1. Introduction
Sensor networks are gradually becoming ubiquitous in the industrial world [
1], whilst they are estimated to drive the formation of the future Internet, by 2015 [
2]. The value of the Sensor Web is related to the capacity to aggregate, analyse and interpret this new source of knowledge. Currently, there is a lack of systems designed to manage rapidly changing information at the semantic level [
3]. The solution given by data-stream management systems (DSMS) is limited mainly by the incapacity to perform complex reasoning tasks, and semantic technologies are seen as the main technical instrumentation available to deal with the current problems [
4].
Stream reasoning is defined as real time logical reasoning on huge, possible infinite, noisy data streams, aiming to support the decision process of large numbers of concurrent querying agents.
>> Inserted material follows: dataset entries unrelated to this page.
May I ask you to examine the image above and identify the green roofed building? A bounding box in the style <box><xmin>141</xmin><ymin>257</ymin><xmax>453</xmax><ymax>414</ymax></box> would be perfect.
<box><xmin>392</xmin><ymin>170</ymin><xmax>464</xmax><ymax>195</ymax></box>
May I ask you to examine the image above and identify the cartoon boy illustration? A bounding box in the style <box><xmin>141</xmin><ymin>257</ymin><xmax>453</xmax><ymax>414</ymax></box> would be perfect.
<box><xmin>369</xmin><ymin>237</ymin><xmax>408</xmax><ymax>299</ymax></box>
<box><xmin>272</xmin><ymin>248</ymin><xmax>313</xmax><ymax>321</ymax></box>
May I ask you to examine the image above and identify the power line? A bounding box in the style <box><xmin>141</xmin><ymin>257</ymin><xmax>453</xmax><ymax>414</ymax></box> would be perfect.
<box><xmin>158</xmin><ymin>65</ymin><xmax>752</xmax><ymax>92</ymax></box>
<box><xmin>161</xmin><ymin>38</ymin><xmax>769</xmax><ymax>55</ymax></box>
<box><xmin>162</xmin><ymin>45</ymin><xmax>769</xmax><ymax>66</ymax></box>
In order to handle blocking operators on infinite streams (like min, mean, average, sort), the reasoning process is restricted to a certain window of concern within the stream, whilst the previous information is discarded [
5]. This strategy is applicable only for situations where recent data have higher relevance (e.g., average water debit in the last 10 minutes). In some reasoning tasks, tuples in different streams that are far apart need to be joined arbitrarily.
Stream reasoning adopts the continuous processing model, where reasoning goals are continuously evaluated against a dynamic knowledge base. This leads to the concept of transient queries, opposite to the persistent queries in a database.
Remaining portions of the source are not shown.